Los Angeles Superior Court Judge Rolf M. Treu tentatively ruled Tuesday that key job protections for California teachers violated students' rights to equal educational opportunity. Treu struck down state laws that grant teachers tenure after two years, require seniority-based layoffs and govern the process to dismiss teachers. He ruled that those laws disproportionately harmed poor and minority students.
Here are excerpts of the ruling:
On the effect of incompetent teachers:
"All sides to this litigation agree that competent teachers are a critical, if not the most important, component of success of a child's in-school educational experience. All sides also agree that grossly ineffective teachers substantially undermine the ability of that child to succeed in school. Evidence has been elicited in this trial of the specific effect of grossly ineffective teachers on students. The evidence is compelling. Indeed, it shocks the conscience."
Treu cited evidence that L.A. Unified students taught by the bottom 5% of teachers lose 9.54 months of learning in a single year compared with students who have average teachers.
On the permanent employment (tenure) law:
"This court finds that both students and teachers are unfairly, unnecessarily, and for no legally cognizable reason (let alone a compelling one), disadvantaged by the current Permanent Employment Statute."
Treu noted that California was one of only five states that gave teachers tenure after two years or less. He said that wasn't enough time for an informed decision to be made about tenure.
On the teacher dismissal laws:
"There is no question that teachers should be afforded reasonable due process when their dismissals are sought. However, based on the evidence before this court, it finds the current system … to be so complex, time consuming and expensive as to make an effective, efficient yet fair dismissal of a grossly ineffective teacher illusory."
Treu cited evidence that it could take two to nearly 10 years and cost $50,000 to $450,000 to conclude a teacher dismissal case. Grossly ineffective teachers are being left in the classroom because school districts don't want to go through that time and expense, he said in his ruling.
He added that state laws give teachers "uber due process" and that non-teacher school employees have their discipline cases resolved with less time and expense.
On the seniority-based layoff law:
"No matter how gifted the junior teacher, and no matter how grossly ineffective the senior teacher, the junior gifted one, who all parties agree is creating a positive atmosphere for his/her students, is separated from them and a senior grossly ineffective one who all parties agree is harming the students entrusted to him/her is left in place.

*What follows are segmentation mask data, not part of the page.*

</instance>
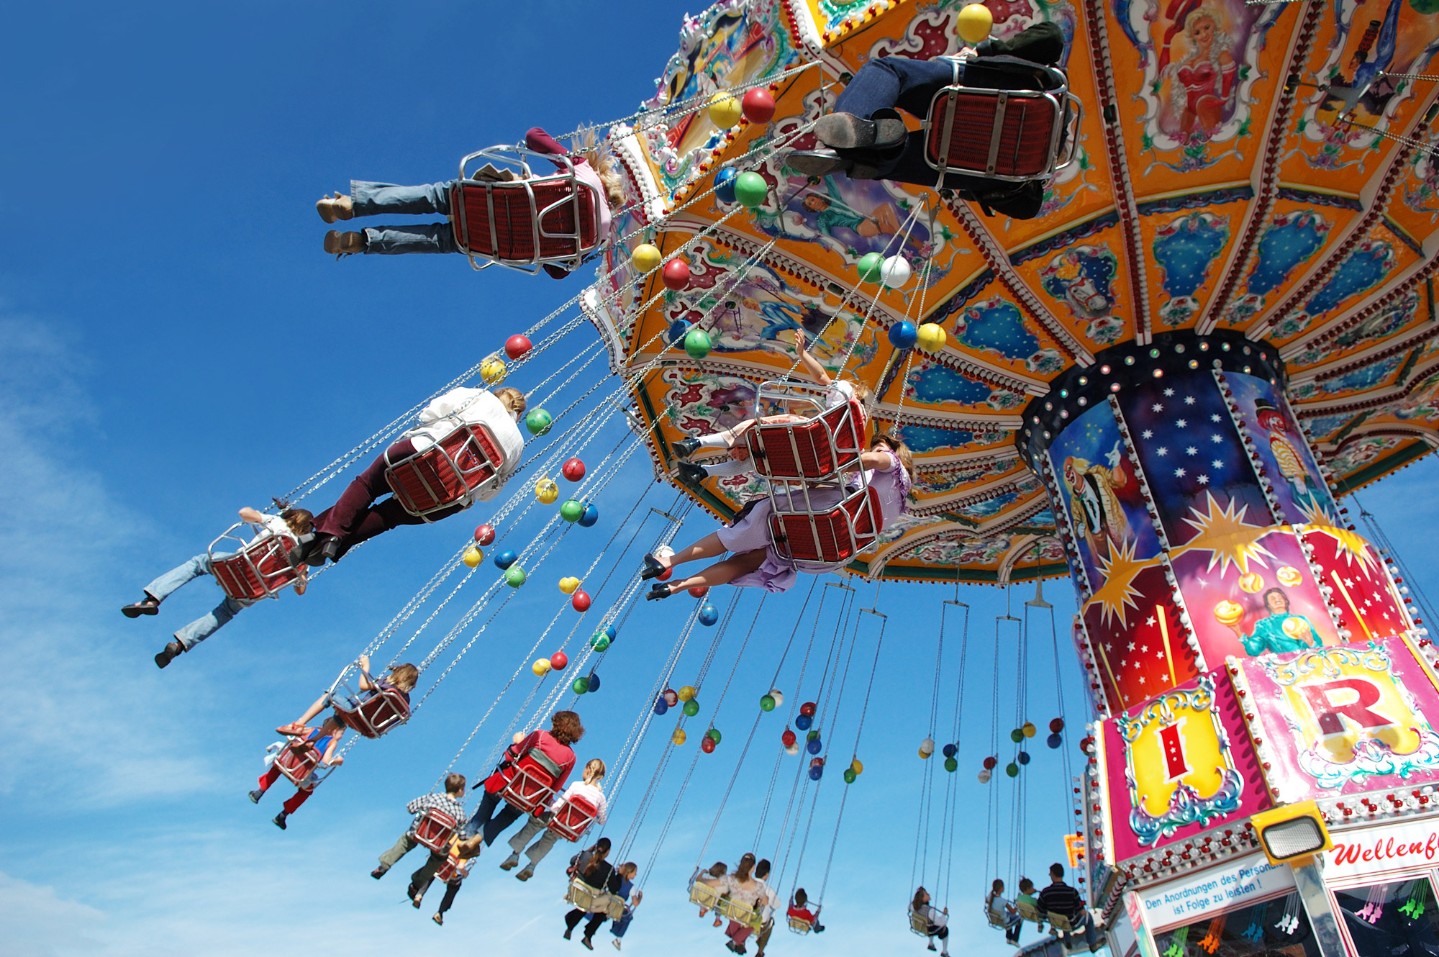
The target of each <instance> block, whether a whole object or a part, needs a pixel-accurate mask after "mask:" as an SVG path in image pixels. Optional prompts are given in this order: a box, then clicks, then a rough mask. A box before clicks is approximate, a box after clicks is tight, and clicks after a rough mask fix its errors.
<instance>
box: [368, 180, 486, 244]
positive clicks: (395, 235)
mask: <svg viewBox="0 0 1439 957" xmlns="http://www.w3.org/2000/svg"><path fill="white" fill-rule="evenodd" d="M453 186H455V181H453V180H450V181H448V183H429V184H426V186H394V184H393V183H368V181H364V180H351V183H350V200H351V204H353V207H354V212H355V216H376V214H378V213H407V214H417V216H423V214H426V213H439V214H440V216H449V194H450V187H453ZM364 239H366V248H364V250H366V252H367V253H380V255H387V256H394V255H401V253H412V252H459V248H458V246H456V245H455V235H453V232H452V230H450V224H449V223H448V222H445V223H417V224H413V226H371V227H367V229H366V230H364Z"/></svg>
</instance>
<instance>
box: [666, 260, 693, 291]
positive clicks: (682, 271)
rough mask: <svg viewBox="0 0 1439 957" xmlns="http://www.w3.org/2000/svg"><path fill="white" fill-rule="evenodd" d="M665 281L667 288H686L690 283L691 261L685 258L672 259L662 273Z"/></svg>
mask: <svg viewBox="0 0 1439 957" xmlns="http://www.w3.org/2000/svg"><path fill="white" fill-rule="evenodd" d="M661 278H662V279H663V281H665V288H666V289H675V291H676V292H678V291H679V289H684V288H685V286H688V285H689V263H688V262H685V260H684V259H671V260H669V262H666V263H665V271H663V272H662V273H661Z"/></svg>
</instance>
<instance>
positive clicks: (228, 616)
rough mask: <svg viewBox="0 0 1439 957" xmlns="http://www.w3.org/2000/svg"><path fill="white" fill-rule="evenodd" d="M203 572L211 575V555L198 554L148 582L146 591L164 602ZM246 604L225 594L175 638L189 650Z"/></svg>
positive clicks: (159, 601) (151, 596) (244, 607)
mask: <svg viewBox="0 0 1439 957" xmlns="http://www.w3.org/2000/svg"><path fill="white" fill-rule="evenodd" d="M204 574H210V555H207V554H199V555H196V557H194V558H190V560H189V561H186V563H181V564H178V566H176V567H174V568H171V570H170V571H167V573H164V574H163V576H160V577H158V579H155V580H154V581H151V583H150V584H147V586H145V594H148V596H150V597H153V599H154V600H155V602H164V600H165V599H167V597H170V596H171V594H174V593H176V591H177V590H180V589H181V587H184V586H186V584H189V583H191V581H194V580H196V579H199V577H200V576H204ZM249 604H250V603H249V602H240V600H237V599H232V597H229V596H226V599H224V600H223V602H220V603H219V604H216V606H214V609H213V610H212V612H210V613H209V614H203V616H200V617H197V619H196V620H193V622H190V623H189V625H186V626H184V627H181V629H180V630H178V632H176V640H177V642H180V645H181V646H183V648H184V649H186V650H190V649H191V648H194V646H196V645H199V643H200V642H203V640H204V639H207V638H210V636H212V635H214V633H216V632H219V630H220V629H222V627H224V626H226V625H229V622H230V619H232V617H235V616H236V614H239V612H240V610H242V609H245V607H248V606H249Z"/></svg>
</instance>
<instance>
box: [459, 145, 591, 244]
mask: <svg viewBox="0 0 1439 957" xmlns="http://www.w3.org/2000/svg"><path fill="white" fill-rule="evenodd" d="M530 160H537V161H544V163H554V164H557V165H560V170H557V171H555V173H551V174H548V176H535V174H534V173H532V171H531V170H530V164H528V161H530ZM476 161H484V163H485V164H488V165H489V167H492V168H498V170H499V171H502V173H504V171H509V173H511V174H512V176H514V177H515V178H511V180H489V178H475V177H476V174H478V170H479V168H481V167H478V165H476V168H475V170H473V171H471V170H469V167H471V165H472V164H476ZM603 201H604V197H602V196H600V194H599V193H597V191H596V190H594V187H593V186H590V184H587V183H584V181H583V180H580V178H577V177H576V176H574V163H573V161H571V160H570V158H568V157H564V155H550V154H543V153H535V151H532V150H525V148H522V147H489V148H486V150H479V151H476V153H472V154H469V155H466V157H465V158H463V160H460V163H459V180H458V181H456V183H455V186H453V187H452V189H450V224H452V227H453V230H455V242H456V245H459V248H460V249H463V250H465V253H466V255H468V256H469V263H471V266H472V268H475V269H476V271H478V269H488V268H489V266H492V265H495V263H499V265H502V266H511V268H514V269H522V271H525V272H534V271H535V268H537V266H541V265H545V263H555V265H561V266H566V268H568V269H573V268H574V266H578V265H580V262H583V260H584V259H586V258H587V256H590V255H591V253H594V250H596V249H599V246H600V240H602V239H603V237H602V236H600V235H599V232H600V229H599V226H600V216H599V204H600V203H603Z"/></svg>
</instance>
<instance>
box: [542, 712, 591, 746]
mask: <svg viewBox="0 0 1439 957" xmlns="http://www.w3.org/2000/svg"><path fill="white" fill-rule="evenodd" d="M550 734H551V737H554V740H555V741H558V743H560V744H574V743H576V741H578V740H580V738H583V737H584V725H583V724H580V715H577V714H574V712H573V711H555V712H554V717H553V718H550Z"/></svg>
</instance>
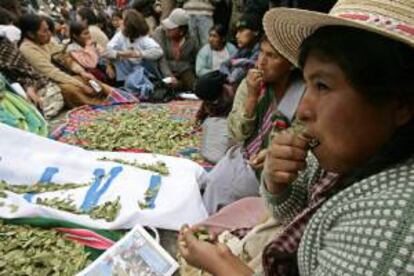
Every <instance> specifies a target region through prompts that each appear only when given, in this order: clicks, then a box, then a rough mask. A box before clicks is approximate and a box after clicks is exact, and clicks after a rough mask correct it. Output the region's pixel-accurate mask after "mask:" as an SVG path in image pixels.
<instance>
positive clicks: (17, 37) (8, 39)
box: [0, 25, 22, 43]
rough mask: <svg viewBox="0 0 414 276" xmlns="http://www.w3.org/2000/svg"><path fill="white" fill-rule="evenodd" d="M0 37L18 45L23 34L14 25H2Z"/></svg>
mask: <svg viewBox="0 0 414 276" xmlns="http://www.w3.org/2000/svg"><path fill="white" fill-rule="evenodd" d="M0 36H1V37H7V39H8V40H10V41H11V42H15V43H17V42H19V40H20V38H21V37H22V32H21V31H20V29H19V28H17V27H15V26H13V25H0Z"/></svg>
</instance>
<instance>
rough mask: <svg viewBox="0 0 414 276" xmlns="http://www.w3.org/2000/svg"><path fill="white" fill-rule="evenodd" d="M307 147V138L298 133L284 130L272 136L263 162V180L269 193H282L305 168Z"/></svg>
mask: <svg viewBox="0 0 414 276" xmlns="http://www.w3.org/2000/svg"><path fill="white" fill-rule="evenodd" d="M308 149H309V139H307V137H306V136H303V135H300V134H299V135H298V134H295V133H288V132H286V131H285V132H282V133H280V134H279V135H277V136H275V137H274V138H273V140H272V142H271V144H270V146H269V148H268V152H267V156H266V160H265V164H264V181H265V185H266V188H267V190H268V191H269V192H270V193H271V194H274V195H277V194H280V193H282V192H283V191H284V190H285V189H286V188H287V187H288V186H289V185H290V184H291V183H292V182H293V181H295V180H296V178H297V177H298V172H299V171H300V170H303V169H305V168H306V156H307V151H308Z"/></svg>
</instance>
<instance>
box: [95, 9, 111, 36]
mask: <svg viewBox="0 0 414 276" xmlns="http://www.w3.org/2000/svg"><path fill="white" fill-rule="evenodd" d="M96 22H97V23H96V25H97V26H98V27H99V29H101V30H102V31H103V32H104V34H105V35H106V37H108V38H110V37H113V36H114V35H115V33H116V30H115V29H114V28H113V27H112V18H111V17H110V16H109V15H108V14H107V13H106V12H105V11H104V10H102V9H98V10H97V11H96Z"/></svg>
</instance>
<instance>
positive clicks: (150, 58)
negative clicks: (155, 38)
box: [107, 32, 164, 61]
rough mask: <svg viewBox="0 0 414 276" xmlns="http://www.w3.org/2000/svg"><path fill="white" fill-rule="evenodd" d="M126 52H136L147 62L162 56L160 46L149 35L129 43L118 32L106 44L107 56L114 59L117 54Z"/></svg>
mask: <svg viewBox="0 0 414 276" xmlns="http://www.w3.org/2000/svg"><path fill="white" fill-rule="evenodd" d="M127 50H134V51H138V52H140V53H141V56H142V58H143V59H147V60H158V59H159V58H161V57H162V55H163V54H164V52H163V51H162V48H161V46H160V45H159V44H158V43H157V42H156V41H155V40H154V39H153V38H152V37H150V36H149V35H146V36H141V37H139V38H137V39H135V40H134V41H133V42H131V41H130V39H129V38H127V37H126V36H125V35H124V34H123V33H122V32H118V33H116V34H115V35H114V37H113V38H112V39H111V41H109V43H108V46H107V56H108V57H109V58H116V54H117V52H119V51H127ZM136 60H137V61H140V60H141V59H136Z"/></svg>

The result is classroom disruption on two fronts, a lose-lose situation."
Treu said that California is one of only 10 states with seniority-based teacher layoff laws.
On the effect of the challenged laws on poor and minority students:
"The evidence was also clear that the churning (aka "Dance of the Lemons") of teachers caused by the lack of effective dismissal statutes and [seniority-based layoffs] affect high-poverty and minority students disproportionately. This in turn, greatly affects the stability of the learning process to the detriment of such students."